American Airlines and United have both filed no action requests seeking to exclude the proposals. American's letter states that it is relying on the exemption under Rule 14a-8(i)(7) that allows exclusion of proposals that deal "with a matter relating to the company’s ordinary business operations.” The letter relies on the SEC's Exchange Act Release No. 34-40018 (May 21, 1998) (“1998 Release”):
The Commission stated in the 1998 Release that the policy underlying the ordinary business exclusion is based on two considerations:
first, whether a proposal relates to “tasks that are so fundamental to management’s ability to run a company on a day-to-day basis that they could not, as a practical matter, be subject to direct shareholder oversight;” and
second, whether a “proposal seeks to ‘micro-manage’ the company by probing too deeply into matters of a complex nature upon which shareholders, as a group, would not be in a position to make an informed judgment.”
...
The Staff has consistently agreed that proposals relating to a company’s sale and marketing of its products or services, or seeking to dictate management’s day-to-day decisions regarding the selection of products or services offered, implicate a company’s ordinary business operations and may be excluded pursuant to Rule 14a-8(i)(7).

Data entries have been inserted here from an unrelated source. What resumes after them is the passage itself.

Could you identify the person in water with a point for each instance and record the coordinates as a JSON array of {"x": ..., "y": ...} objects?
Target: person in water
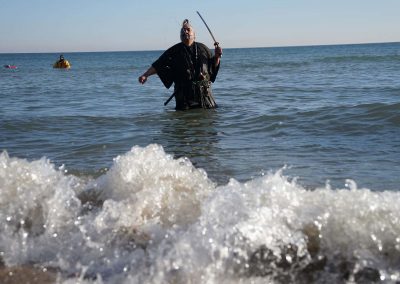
[
  {"x": 192, "y": 67},
  {"x": 61, "y": 60}
]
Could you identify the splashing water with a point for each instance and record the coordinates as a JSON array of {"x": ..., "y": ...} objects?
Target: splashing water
[{"x": 155, "y": 219}]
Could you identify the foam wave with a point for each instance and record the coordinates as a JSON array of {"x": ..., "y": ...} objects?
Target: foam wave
[{"x": 155, "y": 219}]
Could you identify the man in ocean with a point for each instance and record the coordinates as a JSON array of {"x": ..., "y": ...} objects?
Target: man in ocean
[{"x": 191, "y": 67}]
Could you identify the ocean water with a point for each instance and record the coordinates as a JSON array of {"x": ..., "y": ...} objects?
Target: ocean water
[{"x": 293, "y": 179}]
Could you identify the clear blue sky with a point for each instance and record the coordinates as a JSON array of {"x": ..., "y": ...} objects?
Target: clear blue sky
[{"x": 113, "y": 25}]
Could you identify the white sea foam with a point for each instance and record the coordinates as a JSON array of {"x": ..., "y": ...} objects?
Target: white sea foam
[{"x": 155, "y": 219}]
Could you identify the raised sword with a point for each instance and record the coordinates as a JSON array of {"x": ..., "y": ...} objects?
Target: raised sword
[{"x": 215, "y": 42}]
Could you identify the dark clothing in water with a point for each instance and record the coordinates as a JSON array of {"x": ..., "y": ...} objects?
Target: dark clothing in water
[{"x": 192, "y": 69}]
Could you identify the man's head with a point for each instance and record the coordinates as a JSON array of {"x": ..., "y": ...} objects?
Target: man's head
[{"x": 187, "y": 32}]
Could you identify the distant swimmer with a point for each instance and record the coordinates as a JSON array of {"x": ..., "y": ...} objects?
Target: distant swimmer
[
  {"x": 62, "y": 63},
  {"x": 10, "y": 66}
]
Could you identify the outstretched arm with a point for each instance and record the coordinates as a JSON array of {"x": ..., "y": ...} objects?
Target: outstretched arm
[{"x": 148, "y": 73}]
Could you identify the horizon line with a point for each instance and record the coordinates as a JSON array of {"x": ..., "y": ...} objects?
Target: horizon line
[{"x": 247, "y": 47}]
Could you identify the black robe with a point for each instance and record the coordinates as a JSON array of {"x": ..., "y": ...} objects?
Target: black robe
[{"x": 191, "y": 69}]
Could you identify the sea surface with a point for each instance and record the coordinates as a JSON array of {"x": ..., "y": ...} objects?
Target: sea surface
[{"x": 295, "y": 178}]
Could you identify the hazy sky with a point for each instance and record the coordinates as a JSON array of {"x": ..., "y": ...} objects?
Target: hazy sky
[{"x": 113, "y": 25}]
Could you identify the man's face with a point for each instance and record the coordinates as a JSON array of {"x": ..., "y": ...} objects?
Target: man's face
[{"x": 187, "y": 33}]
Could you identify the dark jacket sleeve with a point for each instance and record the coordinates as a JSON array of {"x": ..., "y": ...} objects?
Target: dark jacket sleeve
[
  {"x": 164, "y": 67},
  {"x": 212, "y": 69}
]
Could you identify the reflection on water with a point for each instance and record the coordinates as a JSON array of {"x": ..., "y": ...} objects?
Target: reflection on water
[{"x": 192, "y": 134}]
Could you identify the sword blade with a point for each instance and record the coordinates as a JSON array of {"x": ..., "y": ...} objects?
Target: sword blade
[{"x": 215, "y": 42}]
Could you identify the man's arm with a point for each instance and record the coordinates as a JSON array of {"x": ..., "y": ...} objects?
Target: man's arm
[{"x": 148, "y": 73}]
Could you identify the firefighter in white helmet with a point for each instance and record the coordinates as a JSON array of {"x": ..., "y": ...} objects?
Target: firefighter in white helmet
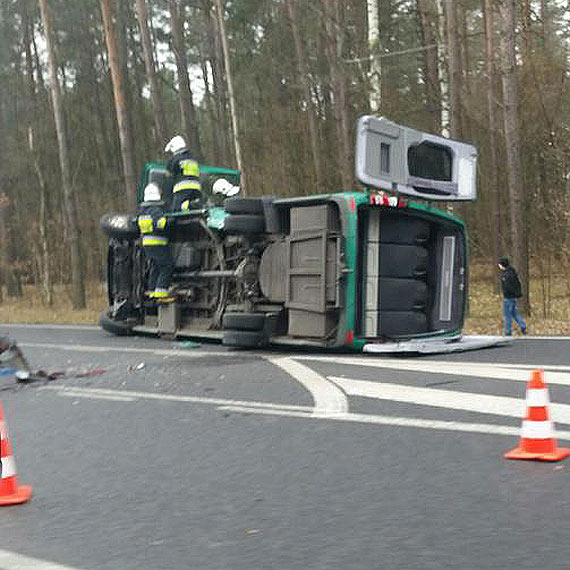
[
  {"x": 154, "y": 227},
  {"x": 185, "y": 170}
]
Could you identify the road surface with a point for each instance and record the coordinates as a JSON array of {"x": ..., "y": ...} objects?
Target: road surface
[{"x": 151, "y": 454}]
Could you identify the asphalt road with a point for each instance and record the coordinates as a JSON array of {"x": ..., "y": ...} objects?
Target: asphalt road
[{"x": 151, "y": 454}]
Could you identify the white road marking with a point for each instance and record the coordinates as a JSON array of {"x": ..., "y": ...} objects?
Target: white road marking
[
  {"x": 132, "y": 395},
  {"x": 48, "y": 326},
  {"x": 328, "y": 398},
  {"x": 263, "y": 408},
  {"x": 76, "y": 394},
  {"x": 484, "y": 371},
  {"x": 184, "y": 353},
  {"x": 449, "y": 399},
  {"x": 490, "y": 429},
  {"x": 14, "y": 561}
]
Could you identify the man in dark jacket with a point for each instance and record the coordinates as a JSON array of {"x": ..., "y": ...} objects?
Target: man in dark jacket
[
  {"x": 185, "y": 170},
  {"x": 154, "y": 228},
  {"x": 512, "y": 291}
]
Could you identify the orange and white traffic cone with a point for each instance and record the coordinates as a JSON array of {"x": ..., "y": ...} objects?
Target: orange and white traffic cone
[
  {"x": 537, "y": 434},
  {"x": 10, "y": 492}
]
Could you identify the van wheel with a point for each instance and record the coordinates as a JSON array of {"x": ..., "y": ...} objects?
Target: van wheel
[
  {"x": 243, "y": 321},
  {"x": 118, "y": 328},
  {"x": 244, "y": 206},
  {"x": 244, "y": 339},
  {"x": 244, "y": 224}
]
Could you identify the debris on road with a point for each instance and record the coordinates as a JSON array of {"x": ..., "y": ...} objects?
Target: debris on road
[
  {"x": 12, "y": 360},
  {"x": 188, "y": 344}
]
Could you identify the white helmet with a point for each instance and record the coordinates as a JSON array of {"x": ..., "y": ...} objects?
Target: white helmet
[
  {"x": 175, "y": 144},
  {"x": 222, "y": 186},
  {"x": 151, "y": 192}
]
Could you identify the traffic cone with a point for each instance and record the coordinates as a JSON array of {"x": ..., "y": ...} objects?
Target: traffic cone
[
  {"x": 10, "y": 492},
  {"x": 537, "y": 434}
]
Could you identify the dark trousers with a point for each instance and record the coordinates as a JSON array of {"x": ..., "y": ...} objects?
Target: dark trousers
[
  {"x": 161, "y": 266},
  {"x": 510, "y": 313}
]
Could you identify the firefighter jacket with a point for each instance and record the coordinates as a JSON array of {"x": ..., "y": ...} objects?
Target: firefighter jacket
[
  {"x": 153, "y": 224},
  {"x": 185, "y": 171}
]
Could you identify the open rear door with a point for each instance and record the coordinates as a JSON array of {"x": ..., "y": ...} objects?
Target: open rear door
[{"x": 405, "y": 161}]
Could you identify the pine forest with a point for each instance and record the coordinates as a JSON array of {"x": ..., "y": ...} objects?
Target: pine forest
[{"x": 90, "y": 90}]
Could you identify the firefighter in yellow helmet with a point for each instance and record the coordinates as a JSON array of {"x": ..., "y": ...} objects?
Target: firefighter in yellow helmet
[
  {"x": 154, "y": 227},
  {"x": 185, "y": 170}
]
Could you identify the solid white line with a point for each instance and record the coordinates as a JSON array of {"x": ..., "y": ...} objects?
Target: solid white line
[
  {"x": 102, "y": 392},
  {"x": 76, "y": 394},
  {"x": 263, "y": 408},
  {"x": 185, "y": 353},
  {"x": 328, "y": 398},
  {"x": 13, "y": 561},
  {"x": 396, "y": 421},
  {"x": 448, "y": 399},
  {"x": 475, "y": 369},
  {"x": 48, "y": 326}
]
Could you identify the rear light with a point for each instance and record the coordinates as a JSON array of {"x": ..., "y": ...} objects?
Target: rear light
[{"x": 382, "y": 199}]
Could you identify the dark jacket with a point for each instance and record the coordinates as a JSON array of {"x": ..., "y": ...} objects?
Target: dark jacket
[
  {"x": 183, "y": 166},
  {"x": 510, "y": 284},
  {"x": 152, "y": 223}
]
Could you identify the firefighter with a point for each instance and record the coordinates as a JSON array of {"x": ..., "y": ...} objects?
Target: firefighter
[
  {"x": 185, "y": 170},
  {"x": 154, "y": 227}
]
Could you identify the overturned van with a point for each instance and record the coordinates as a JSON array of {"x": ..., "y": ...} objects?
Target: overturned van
[{"x": 356, "y": 270}]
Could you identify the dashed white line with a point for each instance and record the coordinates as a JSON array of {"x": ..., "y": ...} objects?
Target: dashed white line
[
  {"x": 105, "y": 393},
  {"x": 307, "y": 412},
  {"x": 183, "y": 353},
  {"x": 384, "y": 420},
  {"x": 14, "y": 561},
  {"x": 516, "y": 373},
  {"x": 448, "y": 399}
]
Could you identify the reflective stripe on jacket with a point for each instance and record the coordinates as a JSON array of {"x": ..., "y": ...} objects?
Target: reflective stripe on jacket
[
  {"x": 154, "y": 240},
  {"x": 186, "y": 185},
  {"x": 153, "y": 224}
]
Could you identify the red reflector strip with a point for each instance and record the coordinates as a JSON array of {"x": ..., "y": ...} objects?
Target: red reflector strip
[{"x": 386, "y": 200}]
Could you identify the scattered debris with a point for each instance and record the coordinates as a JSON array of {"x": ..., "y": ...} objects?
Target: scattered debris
[
  {"x": 12, "y": 360},
  {"x": 252, "y": 531},
  {"x": 188, "y": 344}
]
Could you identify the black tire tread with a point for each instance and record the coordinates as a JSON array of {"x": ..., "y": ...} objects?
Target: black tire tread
[
  {"x": 243, "y": 321},
  {"x": 239, "y": 205}
]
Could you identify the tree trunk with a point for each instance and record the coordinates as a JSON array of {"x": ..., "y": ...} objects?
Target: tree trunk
[
  {"x": 303, "y": 79},
  {"x": 442, "y": 70},
  {"x": 229, "y": 81},
  {"x": 512, "y": 141},
  {"x": 127, "y": 151},
  {"x": 333, "y": 47},
  {"x": 433, "y": 86},
  {"x": 44, "y": 261},
  {"x": 375, "y": 71},
  {"x": 454, "y": 64},
  {"x": 157, "y": 109},
  {"x": 187, "y": 110},
  {"x": 77, "y": 271},
  {"x": 493, "y": 171}
]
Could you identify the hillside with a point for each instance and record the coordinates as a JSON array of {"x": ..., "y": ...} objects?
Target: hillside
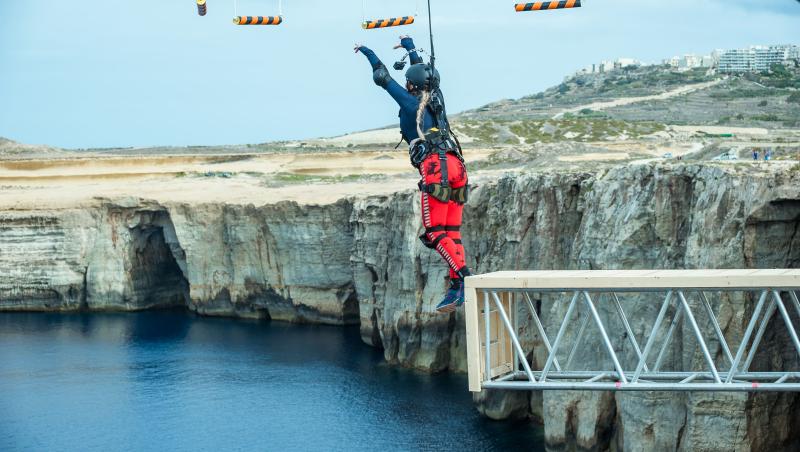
[{"x": 699, "y": 98}]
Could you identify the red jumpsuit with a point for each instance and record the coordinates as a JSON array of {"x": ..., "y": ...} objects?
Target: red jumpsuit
[{"x": 442, "y": 220}]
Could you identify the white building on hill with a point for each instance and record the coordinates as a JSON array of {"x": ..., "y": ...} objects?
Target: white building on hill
[{"x": 756, "y": 58}]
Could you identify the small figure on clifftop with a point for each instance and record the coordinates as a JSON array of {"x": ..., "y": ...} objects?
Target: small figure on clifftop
[{"x": 436, "y": 154}]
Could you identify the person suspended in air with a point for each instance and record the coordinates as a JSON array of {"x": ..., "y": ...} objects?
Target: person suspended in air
[{"x": 435, "y": 152}]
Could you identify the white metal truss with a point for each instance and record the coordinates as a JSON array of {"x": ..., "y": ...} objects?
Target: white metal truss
[{"x": 494, "y": 340}]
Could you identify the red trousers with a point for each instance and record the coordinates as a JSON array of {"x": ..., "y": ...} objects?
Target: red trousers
[{"x": 442, "y": 220}]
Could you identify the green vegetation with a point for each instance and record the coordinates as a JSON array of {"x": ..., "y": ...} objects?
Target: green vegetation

As someone who is somewhat horizontally challenged the constant shrinking of airline seats is a matter of considerable concern. So I hate to admit it, but I think American Airlines is clearly correct. In my paper, Revitalizing SEC Rule 14a-8's Ordinary Business Exemption: Preventing Shareholder Micromanagement by Proposal, 85 Fordham Law Review 705 (2016), I argue that courts should use a two part test to identify ordinary matters:
Under it, courts first look to the state law definition of ordinary business matters. The court then determines whether the matter is one of substance rather than procedure. Only proposals passing muster under both standards should be deemed proper.
It's hard to see how seat size is not a matter of ordinary business under this test.
[A]mong the elements to be taken into account for purposes of determining what constitutes an “extraordinary” action, which would normally be outside the apparent authority of senior executives, are the economic magnitude of the action in relation to corporate assets and earnings, the extent of risk involved, the time span of the action’s effect, and the cost of reversing the action. Examples of the kinds of actions that would normally be “extraordinary” include the creation or retirement of long-term or other significant debt, the reacquisition of significant amounts of equity, significant capital investments, business combinations including those effected for cash, the disposition of significant businesses, entry into important new lines of business, significant acquisitions of stock in other corporations, and actions that would foreseeably expose the corporation to significant litigation or significant new regulatory problems. A useful generalization is that decisions that would make a significant change in the structure of the business enterprise, or the structure of control over the enterprise, are extraordinary corporate actions, and therefore are normally outside the apparent authority of senior executives.
Changes in seat size would not make "a significant change in the structure of the business enterprise" nor would it change "the structure of control over the enterprise." Likewise, it does not specify a process by which boards make decisions but rather specifies a specific outcome.